Wednesday, October 27, 2021

Review: How Decent Folk Behave

Title: How Decent Folk Behave

Author: Maxine Beneba Clarke

Publisher: 27th October 2021 by Hachette Australia

Pages: 182 pages

How I Read It: ARC book

Genre: poetry

My Rating: 4 cups


Synopsis:

A vibrant, thought-provoking collection from the ABIA and Indie award-winning author of The Hate Race and Carrying the World.

we are all just one small disaster

away from sinking, 

and sometimes you only realise

when you're gasping for air

On a daylight street in Minneapolis Minnesota, a Black man is asphyxiated - by callous knee of an officer, by cruel might of state, and under crushing weight of colony. In Melbourne the body of another woman has been found - this time, after catching a late tram home.

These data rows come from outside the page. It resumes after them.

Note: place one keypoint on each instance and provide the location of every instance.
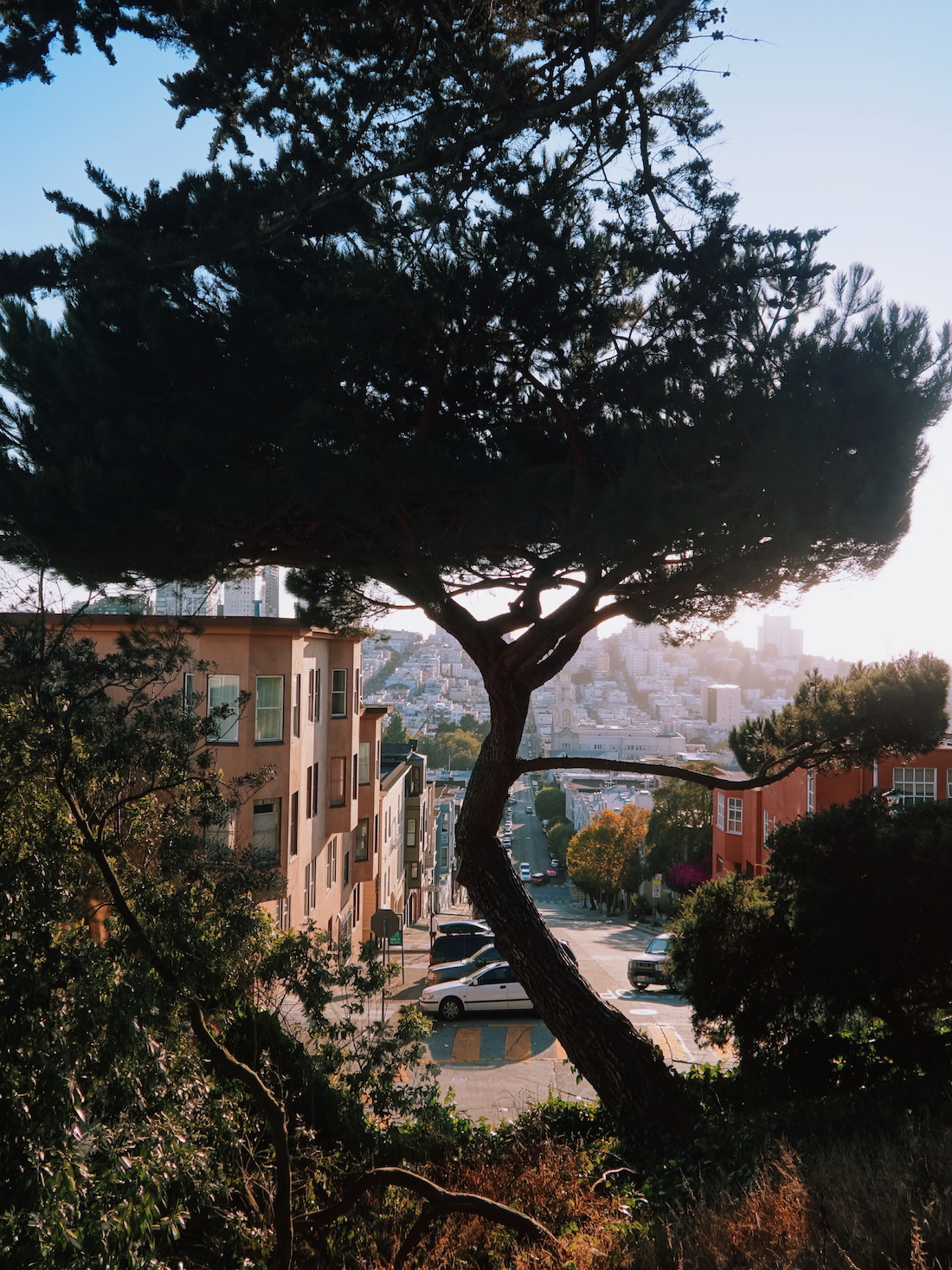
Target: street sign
(385, 922)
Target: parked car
(457, 948)
(652, 965)
(487, 955)
(464, 926)
(492, 989)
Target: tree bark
(626, 1071)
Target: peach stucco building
(318, 813)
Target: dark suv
(486, 955)
(456, 948)
(653, 964)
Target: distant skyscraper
(254, 596)
(187, 600)
(238, 598)
(720, 704)
(269, 590)
(777, 631)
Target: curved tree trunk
(627, 1072)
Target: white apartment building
(721, 704)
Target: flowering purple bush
(687, 876)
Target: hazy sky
(835, 114)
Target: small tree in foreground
(154, 1106)
(481, 320)
(682, 822)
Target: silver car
(492, 989)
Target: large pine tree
(486, 321)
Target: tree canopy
(481, 320)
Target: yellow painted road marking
(518, 1043)
(466, 1047)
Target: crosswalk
(492, 1043)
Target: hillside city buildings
(356, 822)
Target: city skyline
(807, 125)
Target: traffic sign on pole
(385, 922)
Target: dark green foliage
(680, 824)
(550, 803)
(451, 748)
(838, 964)
(897, 707)
(426, 345)
(470, 723)
(559, 837)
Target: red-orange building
(744, 819)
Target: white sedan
(492, 989)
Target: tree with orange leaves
(608, 848)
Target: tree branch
(682, 774)
(442, 1202)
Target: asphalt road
(499, 1063)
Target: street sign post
(385, 922)
(389, 929)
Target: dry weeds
(865, 1202)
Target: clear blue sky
(835, 113)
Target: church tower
(565, 734)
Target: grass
(876, 1198)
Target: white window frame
(338, 693)
(914, 783)
(269, 719)
(735, 815)
(220, 693)
(363, 762)
(331, 862)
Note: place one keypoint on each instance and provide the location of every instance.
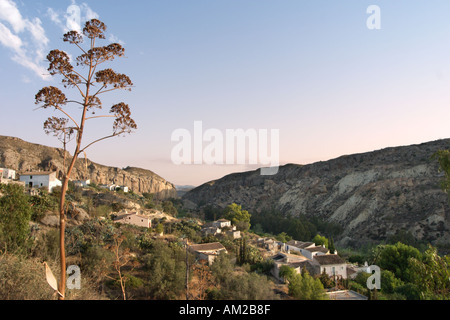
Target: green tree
(305, 287)
(238, 217)
(431, 275)
(389, 282)
(396, 258)
(89, 87)
(443, 157)
(15, 215)
(331, 246)
(283, 237)
(166, 269)
(320, 240)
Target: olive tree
(90, 83)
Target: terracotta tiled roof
(327, 259)
(207, 246)
(317, 249)
(37, 173)
(299, 244)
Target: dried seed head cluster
(89, 85)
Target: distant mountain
(24, 156)
(372, 195)
(181, 190)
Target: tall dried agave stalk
(90, 86)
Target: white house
(6, 173)
(332, 264)
(222, 223)
(308, 249)
(82, 183)
(40, 179)
(134, 219)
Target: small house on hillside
(332, 264)
(222, 223)
(81, 183)
(6, 173)
(207, 251)
(40, 179)
(295, 261)
(134, 219)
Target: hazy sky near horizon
(311, 69)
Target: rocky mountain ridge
(23, 156)
(372, 195)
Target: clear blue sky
(311, 69)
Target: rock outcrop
(372, 195)
(23, 156)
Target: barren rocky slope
(371, 195)
(24, 156)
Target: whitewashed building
(6, 173)
(134, 219)
(40, 179)
(81, 183)
(332, 264)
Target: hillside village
(151, 223)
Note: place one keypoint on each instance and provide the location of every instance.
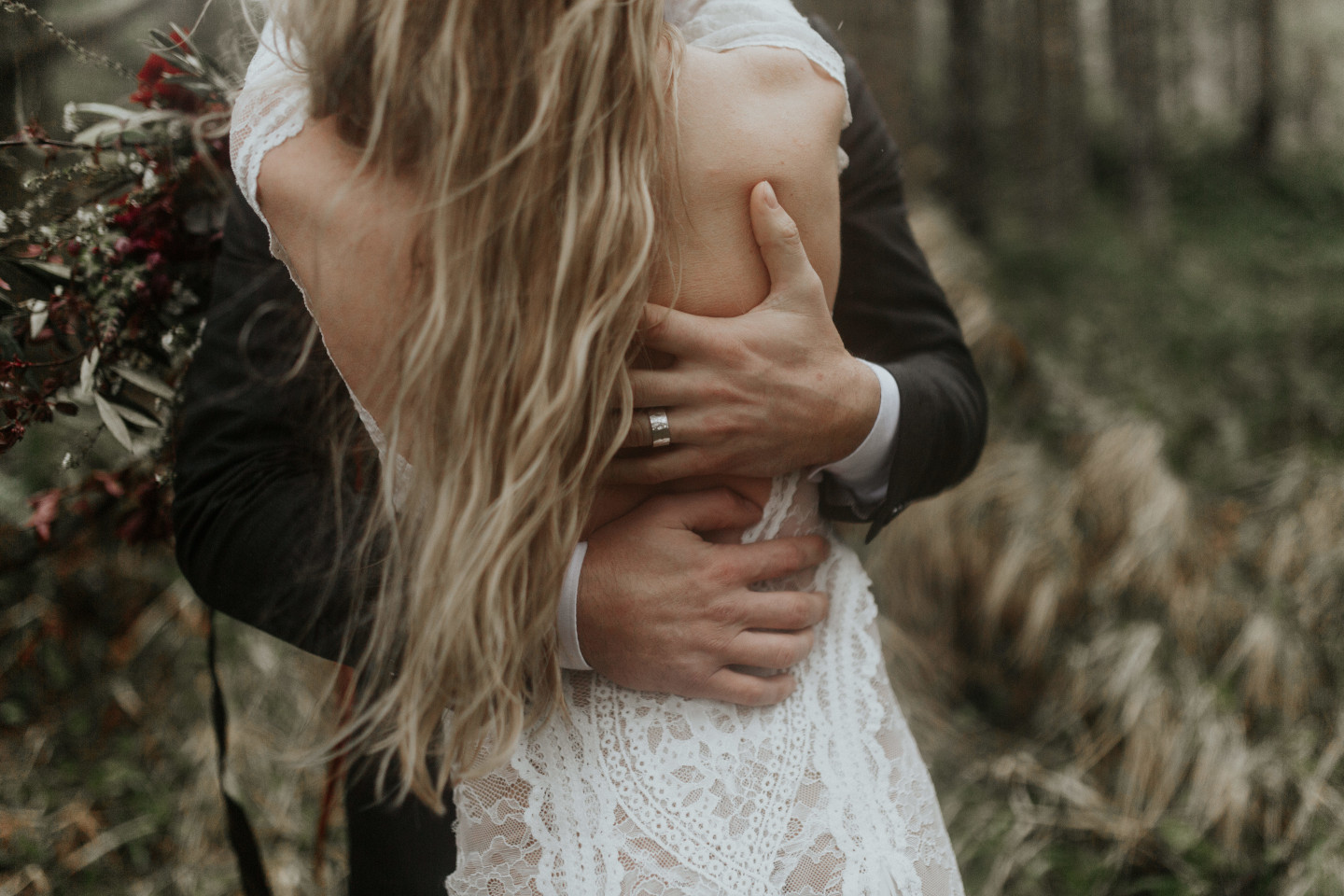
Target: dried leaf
(113, 422)
(144, 381)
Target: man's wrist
(866, 471)
(858, 402)
(567, 613)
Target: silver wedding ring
(659, 428)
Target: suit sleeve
(890, 311)
(262, 534)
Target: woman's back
(751, 115)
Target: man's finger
(707, 511)
(770, 649)
(746, 690)
(659, 388)
(641, 430)
(666, 329)
(665, 465)
(777, 558)
(777, 235)
(782, 610)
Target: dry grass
(1121, 685)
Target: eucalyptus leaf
(147, 382)
(36, 318)
(113, 422)
(51, 269)
(132, 415)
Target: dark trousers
(396, 850)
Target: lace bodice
(641, 794)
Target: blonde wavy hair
(531, 129)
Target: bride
(477, 198)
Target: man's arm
(263, 535)
(256, 512)
(784, 385)
(891, 311)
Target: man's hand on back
(663, 609)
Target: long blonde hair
(531, 131)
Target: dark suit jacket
(254, 508)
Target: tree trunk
(1133, 30)
(967, 182)
(1265, 116)
(1054, 136)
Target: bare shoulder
(345, 238)
(745, 116)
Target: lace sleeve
(269, 110)
(727, 24)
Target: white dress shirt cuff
(866, 471)
(567, 613)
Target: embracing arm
(890, 311)
(254, 510)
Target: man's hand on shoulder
(663, 609)
(769, 391)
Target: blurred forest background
(1118, 644)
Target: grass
(1118, 641)
(1228, 330)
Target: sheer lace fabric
(640, 794)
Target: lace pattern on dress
(638, 794)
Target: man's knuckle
(781, 656)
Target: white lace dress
(641, 794)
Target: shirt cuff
(567, 613)
(866, 471)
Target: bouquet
(103, 272)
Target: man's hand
(763, 394)
(662, 609)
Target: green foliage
(1228, 330)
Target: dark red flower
(45, 510)
(152, 89)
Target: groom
(261, 525)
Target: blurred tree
(1054, 133)
(1133, 43)
(1265, 115)
(965, 180)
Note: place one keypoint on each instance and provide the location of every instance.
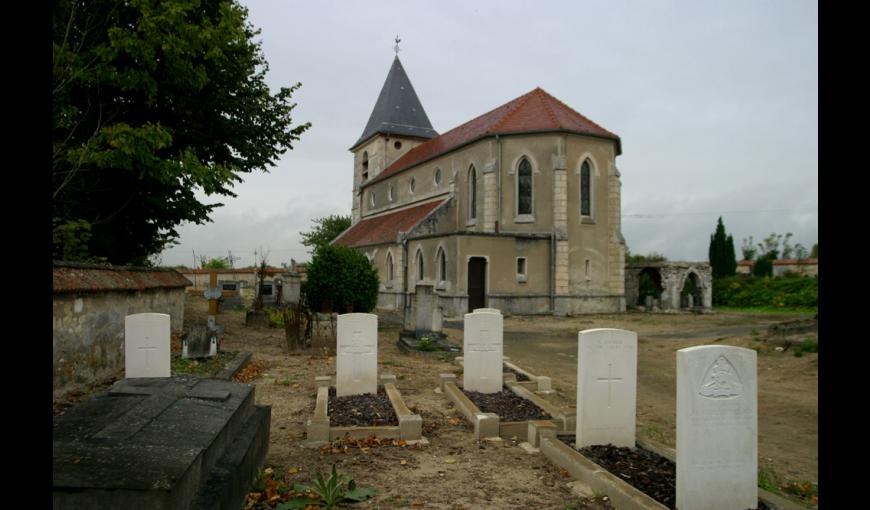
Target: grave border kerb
(540, 384)
(319, 432)
(623, 495)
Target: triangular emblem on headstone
(721, 380)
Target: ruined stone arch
(389, 263)
(673, 277)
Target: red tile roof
(248, 270)
(536, 111)
(385, 229)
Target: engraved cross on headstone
(486, 342)
(609, 380)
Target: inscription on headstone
(146, 345)
(357, 354)
(606, 387)
(483, 349)
(717, 428)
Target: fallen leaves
(250, 372)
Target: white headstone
(482, 351)
(606, 387)
(356, 360)
(717, 428)
(146, 345)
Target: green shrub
(742, 291)
(340, 279)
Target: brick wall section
(89, 307)
(490, 198)
(616, 250)
(560, 226)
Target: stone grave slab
(155, 443)
(717, 428)
(146, 345)
(606, 387)
(356, 356)
(482, 352)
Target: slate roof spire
(398, 110)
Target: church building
(516, 209)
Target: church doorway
(649, 288)
(690, 297)
(476, 283)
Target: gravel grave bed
(646, 471)
(365, 410)
(520, 377)
(507, 405)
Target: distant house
(744, 267)
(806, 267)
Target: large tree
(152, 102)
(325, 230)
(721, 252)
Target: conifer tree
(721, 252)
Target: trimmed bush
(341, 280)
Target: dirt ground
(457, 472)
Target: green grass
(204, 366)
(808, 345)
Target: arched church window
(419, 265)
(524, 187)
(472, 193)
(585, 190)
(389, 267)
(365, 165)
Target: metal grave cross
(609, 380)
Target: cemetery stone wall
(89, 306)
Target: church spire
(398, 110)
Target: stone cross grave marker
(424, 304)
(146, 345)
(200, 343)
(483, 348)
(606, 387)
(717, 428)
(356, 370)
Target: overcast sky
(716, 104)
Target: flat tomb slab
(147, 442)
(489, 424)
(599, 467)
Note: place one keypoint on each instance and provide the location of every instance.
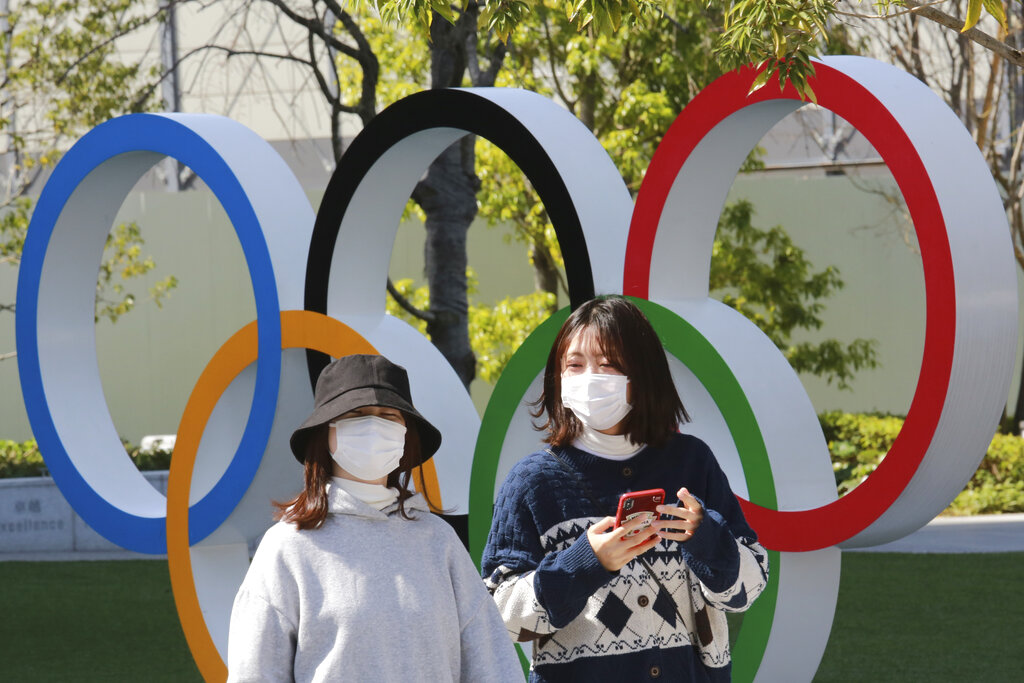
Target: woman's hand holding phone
(688, 516)
(607, 542)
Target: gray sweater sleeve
(261, 641)
(486, 651)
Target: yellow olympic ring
(300, 329)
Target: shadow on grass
(91, 622)
(928, 617)
(900, 617)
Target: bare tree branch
(1011, 54)
(407, 305)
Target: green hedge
(24, 460)
(858, 441)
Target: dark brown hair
(309, 508)
(631, 344)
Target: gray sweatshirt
(367, 597)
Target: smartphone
(639, 504)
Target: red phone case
(639, 503)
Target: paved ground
(985, 534)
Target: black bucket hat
(357, 380)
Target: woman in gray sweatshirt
(358, 581)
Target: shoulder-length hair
(309, 508)
(631, 344)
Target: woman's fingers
(684, 518)
(608, 546)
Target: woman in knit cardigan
(599, 606)
(358, 581)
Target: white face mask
(598, 400)
(368, 447)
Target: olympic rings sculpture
(318, 285)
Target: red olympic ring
(833, 523)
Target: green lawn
(900, 617)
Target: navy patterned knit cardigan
(592, 625)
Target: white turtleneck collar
(375, 495)
(609, 446)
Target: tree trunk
(448, 197)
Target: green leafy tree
(628, 86)
(59, 76)
(624, 69)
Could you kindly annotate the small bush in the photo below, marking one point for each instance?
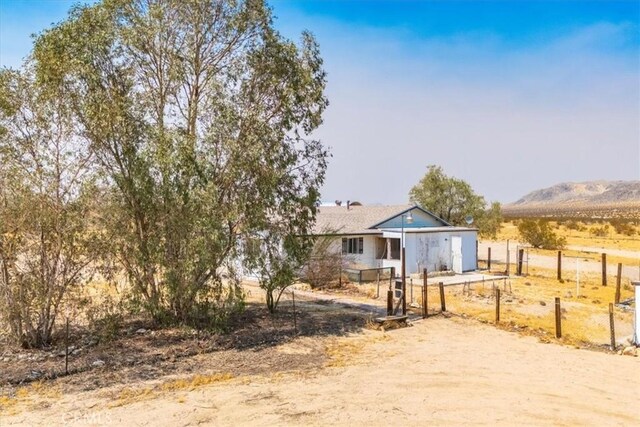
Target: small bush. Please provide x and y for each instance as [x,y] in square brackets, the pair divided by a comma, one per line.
[600,231]
[540,235]
[574,225]
[623,227]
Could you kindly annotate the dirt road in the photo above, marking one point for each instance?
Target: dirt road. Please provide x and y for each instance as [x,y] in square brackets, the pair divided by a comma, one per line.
[440,371]
[499,253]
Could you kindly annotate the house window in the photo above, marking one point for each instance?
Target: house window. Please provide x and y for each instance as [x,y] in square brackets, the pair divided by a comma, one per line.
[352,245]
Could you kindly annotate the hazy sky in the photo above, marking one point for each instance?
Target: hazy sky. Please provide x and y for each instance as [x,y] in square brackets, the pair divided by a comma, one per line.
[510,96]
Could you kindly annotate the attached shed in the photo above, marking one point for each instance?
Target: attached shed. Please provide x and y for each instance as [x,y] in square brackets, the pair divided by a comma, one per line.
[371,236]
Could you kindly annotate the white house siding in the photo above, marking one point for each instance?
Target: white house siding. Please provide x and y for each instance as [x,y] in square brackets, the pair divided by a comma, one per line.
[367,259]
[433,251]
[469,254]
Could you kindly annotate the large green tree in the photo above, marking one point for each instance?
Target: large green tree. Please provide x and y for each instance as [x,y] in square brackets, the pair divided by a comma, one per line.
[199,113]
[453,200]
[47,241]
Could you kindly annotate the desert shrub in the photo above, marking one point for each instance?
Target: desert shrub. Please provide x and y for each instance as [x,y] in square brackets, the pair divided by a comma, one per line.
[325,264]
[600,231]
[538,233]
[623,227]
[574,225]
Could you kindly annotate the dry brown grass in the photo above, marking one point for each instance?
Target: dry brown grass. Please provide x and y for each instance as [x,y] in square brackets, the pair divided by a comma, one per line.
[613,240]
[131,395]
[527,305]
[33,395]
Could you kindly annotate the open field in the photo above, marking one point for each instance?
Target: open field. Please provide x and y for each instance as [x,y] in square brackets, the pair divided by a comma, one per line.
[580,238]
[630,210]
[443,371]
[326,365]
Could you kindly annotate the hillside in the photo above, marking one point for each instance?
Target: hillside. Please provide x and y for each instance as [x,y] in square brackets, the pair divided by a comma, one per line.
[580,197]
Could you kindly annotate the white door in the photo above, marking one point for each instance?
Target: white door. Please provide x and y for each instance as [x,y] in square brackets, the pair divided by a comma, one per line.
[456,254]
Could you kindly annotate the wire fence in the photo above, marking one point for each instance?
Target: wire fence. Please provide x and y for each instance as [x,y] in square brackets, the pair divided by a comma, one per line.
[536,305]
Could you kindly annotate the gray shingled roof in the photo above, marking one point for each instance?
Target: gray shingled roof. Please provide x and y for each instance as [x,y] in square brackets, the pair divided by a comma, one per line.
[355,220]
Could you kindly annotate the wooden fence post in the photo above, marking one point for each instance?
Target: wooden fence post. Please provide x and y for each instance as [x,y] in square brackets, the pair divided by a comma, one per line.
[612,328]
[558,319]
[520,256]
[618,283]
[404,283]
[295,321]
[66,348]
[443,305]
[425,307]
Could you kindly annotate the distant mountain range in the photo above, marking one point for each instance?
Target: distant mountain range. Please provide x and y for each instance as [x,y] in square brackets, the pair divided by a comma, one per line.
[591,195]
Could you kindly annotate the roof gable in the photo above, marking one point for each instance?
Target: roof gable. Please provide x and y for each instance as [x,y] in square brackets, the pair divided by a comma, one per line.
[422,218]
[370,219]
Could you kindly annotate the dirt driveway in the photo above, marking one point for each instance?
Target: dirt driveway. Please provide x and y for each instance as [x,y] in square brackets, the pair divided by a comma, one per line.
[440,371]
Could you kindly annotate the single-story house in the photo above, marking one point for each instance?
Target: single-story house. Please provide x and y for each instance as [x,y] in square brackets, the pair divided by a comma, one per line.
[370,236]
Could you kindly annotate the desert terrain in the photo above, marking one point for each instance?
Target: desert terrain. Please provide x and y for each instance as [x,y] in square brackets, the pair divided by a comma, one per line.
[444,371]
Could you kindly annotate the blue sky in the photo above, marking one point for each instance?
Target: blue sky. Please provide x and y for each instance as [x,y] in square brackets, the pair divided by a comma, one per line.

The Atlantic has run out of the English alphabet, when christening hurricanes this season. The earth is on fire - from the redwoods of California, to Australia's east coast. The sea draws back, and tsunamis lash out in Samoa and Sumatra. Water rises in Sulawesi and Nagasaki. Bloated cod are surfacing, all along the Murray Darling.

The virus arrives, and the virus thrives. Authorities seal the public housing towers up, and truck in one cop to every five residents. Notre Dame is ablaze - the cathedral spire blackened, and teetering.

Out in Biloela, the deportation vans have arrived. Every Friday, in cities all across the world, children are walking out of school. The wolves are circling. The wolves are circling.

These poems speak of the world that is, and sing for a world that may one day be.

My Thoughts

WOW! This one powerful book … small in size but packs a real punch! Poetry can convey what is sometimes difficult to express. Maxine through her eloquent prose has captured the thoughts and feelings, hopes and fears that many of us have been confronted with over these past few somewhat traumatic times.


The monsters are out

And the women of melbourne,

We’re leaving early again:

Sending are you home? Texts glancing

Over shivering shoulders keeping

Friends on the line until

They key’s in the lock

Who is Maxine?


Maxine Beneba Clarke is an Australian writer of short fiction, non-fiction and poetry and has been published in numerous publications. Her critically acclaimed short fiction collection, Foreign Soil won the ABIA for Literary Fiction Book of the Year 2015 and the 2015 Indie Book Award for Debut Fiction, and was shortlisted for the Matt Richell Award for New Writing at the 2015 ABIAs and the 2015 Stella Prize. She was also named as one of the Sydney Morning Herald's Best Young Novelists for 2015. Maxine has published three poetry collections and has just released this new collection, ‘How Decent Folk Behave’


How Decent Folk Behave is an extraordinary collection of poetry on wide ranging topics. From floods and fires, racial violence, violence against women, #metoo, #blacklivesmatter and, of course, the pandemic. Maxine manages to cleverly capture the many challenges of what many of us have been feeling over recent times. I wanted to read this book as I feel that the language of poetry would succinctly capture these plethora of emotions the world is witnessing. 


For a moment, we forgot the pandemic

And the floods, and the shootings

And the blasts, forgot to wonder

Where next month’s rent

Would be coming from


And the whole world stood

And watched, in awe


Who is Maxine? 


A literary phenomenon. She takes these matters and uses her words to be both confronting and consoling, to be honest yet inspirational in this rare yet pure form of storytelling. She is angry, she is proud … she is a powerhouse in this literary genre. In her own words:


‘How Decent Folk Behave allowed me to write on the things that have permeated our consciousness over the last few years. To me, poetry is also a hopeful, joyful space. In a busy world, poetry can be a long ‘tapping out’ of the world around us, or else can be read at leisure, in stops and starts, filling the gaps between living with something profound, or funny, or nostalgic, soul-stirring. It provides a moment off the treadmill – to stop and reflect, and listen.’


Sometimes a handout is a hand up,

That’s that thing


And it’s never you


It’s never you,

Until it is






This review is based on a complimentary copy from the publisher in exchange for an honest review. Opinions expressed in this review are completely my own. The quoted material may have changed in the final release.